Poof rolled his eyes. He dreaded the show, which had him as one of the main characters. It basically shows the happy life he once had, but they never tell the sad tale of what happened with Marie. "Yes, like on Fairly OddParents. Can I continue?" He didn't wait for a response. "Okey, once you become an adult I will finally be able to go away forever and never have to look at your little face ever again. Hurray for when that day comes."

"I thought fairies LIKED godkids!" Samantha said disappointed. "Like on Fairly OddParents!"

"Most do. I don't. Also, did you know I'm in that show?"

Sam's eyes widened. "REALLY?"

"Yes. I imagine after a moment of thinking you can guess which one I am."

She thought about it. "OH! I KNOW! YOU'RE HEAD PIXIE!"

Poof looked surprised. This was not the answer he was expecting. "What?"

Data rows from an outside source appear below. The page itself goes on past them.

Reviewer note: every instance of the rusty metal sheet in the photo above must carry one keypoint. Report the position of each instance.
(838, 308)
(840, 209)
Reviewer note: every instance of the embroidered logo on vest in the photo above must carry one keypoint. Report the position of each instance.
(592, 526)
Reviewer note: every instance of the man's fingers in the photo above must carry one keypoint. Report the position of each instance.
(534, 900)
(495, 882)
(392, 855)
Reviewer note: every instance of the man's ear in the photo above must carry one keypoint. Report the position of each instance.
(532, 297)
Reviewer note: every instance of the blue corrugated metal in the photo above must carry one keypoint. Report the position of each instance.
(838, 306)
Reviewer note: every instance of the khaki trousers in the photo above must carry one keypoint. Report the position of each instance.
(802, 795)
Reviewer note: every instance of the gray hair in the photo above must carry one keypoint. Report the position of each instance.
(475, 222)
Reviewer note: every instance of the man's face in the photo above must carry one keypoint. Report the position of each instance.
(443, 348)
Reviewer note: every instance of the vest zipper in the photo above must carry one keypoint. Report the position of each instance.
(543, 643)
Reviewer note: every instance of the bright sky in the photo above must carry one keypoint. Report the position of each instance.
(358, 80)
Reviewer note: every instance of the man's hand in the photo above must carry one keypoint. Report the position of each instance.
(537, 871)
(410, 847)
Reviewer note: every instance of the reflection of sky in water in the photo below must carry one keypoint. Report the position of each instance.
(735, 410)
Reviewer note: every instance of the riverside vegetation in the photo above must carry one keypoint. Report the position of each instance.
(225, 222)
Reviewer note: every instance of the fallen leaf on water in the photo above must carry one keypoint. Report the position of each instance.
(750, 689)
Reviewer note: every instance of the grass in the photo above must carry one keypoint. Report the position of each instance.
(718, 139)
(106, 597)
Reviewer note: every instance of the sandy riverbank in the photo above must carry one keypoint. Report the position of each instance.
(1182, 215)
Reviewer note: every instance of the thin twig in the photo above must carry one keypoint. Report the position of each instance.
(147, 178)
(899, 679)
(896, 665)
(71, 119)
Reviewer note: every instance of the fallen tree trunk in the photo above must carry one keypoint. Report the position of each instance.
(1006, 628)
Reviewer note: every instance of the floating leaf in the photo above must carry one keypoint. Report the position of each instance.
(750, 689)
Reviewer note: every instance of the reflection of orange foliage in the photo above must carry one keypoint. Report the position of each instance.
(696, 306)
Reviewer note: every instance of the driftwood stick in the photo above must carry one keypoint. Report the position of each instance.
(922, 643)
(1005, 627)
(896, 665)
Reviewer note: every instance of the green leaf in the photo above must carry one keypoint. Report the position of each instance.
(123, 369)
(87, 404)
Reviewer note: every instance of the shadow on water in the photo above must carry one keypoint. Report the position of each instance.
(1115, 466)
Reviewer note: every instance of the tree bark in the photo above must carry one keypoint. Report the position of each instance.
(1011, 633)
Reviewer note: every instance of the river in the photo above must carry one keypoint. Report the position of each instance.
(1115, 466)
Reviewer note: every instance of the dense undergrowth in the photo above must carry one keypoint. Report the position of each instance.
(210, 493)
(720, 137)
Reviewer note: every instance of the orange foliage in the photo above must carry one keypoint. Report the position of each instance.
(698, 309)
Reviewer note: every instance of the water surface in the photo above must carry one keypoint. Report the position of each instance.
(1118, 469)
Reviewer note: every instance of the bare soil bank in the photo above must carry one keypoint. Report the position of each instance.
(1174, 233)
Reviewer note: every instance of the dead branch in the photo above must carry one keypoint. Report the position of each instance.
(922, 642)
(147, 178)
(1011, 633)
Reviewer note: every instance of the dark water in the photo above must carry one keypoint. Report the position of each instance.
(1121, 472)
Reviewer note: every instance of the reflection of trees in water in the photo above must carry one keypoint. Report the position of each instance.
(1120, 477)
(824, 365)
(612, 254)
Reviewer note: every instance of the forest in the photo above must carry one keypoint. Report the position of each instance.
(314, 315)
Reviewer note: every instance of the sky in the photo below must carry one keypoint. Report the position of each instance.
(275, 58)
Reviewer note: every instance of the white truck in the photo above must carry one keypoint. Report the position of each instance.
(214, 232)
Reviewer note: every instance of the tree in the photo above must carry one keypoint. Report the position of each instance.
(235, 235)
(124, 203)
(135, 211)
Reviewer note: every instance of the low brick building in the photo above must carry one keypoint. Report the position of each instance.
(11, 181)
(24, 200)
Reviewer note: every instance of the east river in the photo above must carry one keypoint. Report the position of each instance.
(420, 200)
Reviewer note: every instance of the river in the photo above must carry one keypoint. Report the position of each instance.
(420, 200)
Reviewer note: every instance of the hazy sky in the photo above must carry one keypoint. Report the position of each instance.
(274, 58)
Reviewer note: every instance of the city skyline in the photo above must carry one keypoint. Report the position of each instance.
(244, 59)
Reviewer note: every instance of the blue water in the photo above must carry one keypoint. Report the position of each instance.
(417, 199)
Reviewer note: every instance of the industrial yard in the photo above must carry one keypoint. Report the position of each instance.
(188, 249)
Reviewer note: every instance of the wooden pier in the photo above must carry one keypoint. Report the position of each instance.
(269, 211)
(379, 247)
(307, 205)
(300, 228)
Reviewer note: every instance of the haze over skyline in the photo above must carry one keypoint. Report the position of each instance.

"Head Pixie! You sound just like him, and you're also angry like him!"

"I'm a FAIRY!"

"Then you're head pixie's brother!"

Poof slapped his forehead. What was the use? She would never believe that he, a sad thirty-year-old fairy, was once happy fun-loving Poof. "Never mind. What do you want to wish for anyway? I hope it's not something stupid, like a pony."

"Blech, I hate ponies!"

"Oh, good." _One thing we have in common_. He thought.

"I wish you were a pink unicorn!"

Poof frowned. "No fair! I don't want to be a unicorn!"

"I want a unicorn!"

"But-" He remembered visiting Unicorn World. "I can poof up a unicorn!"

"No." She said. "I want YOU to be a unicorn!" She smiled evilly. "And you're pink!"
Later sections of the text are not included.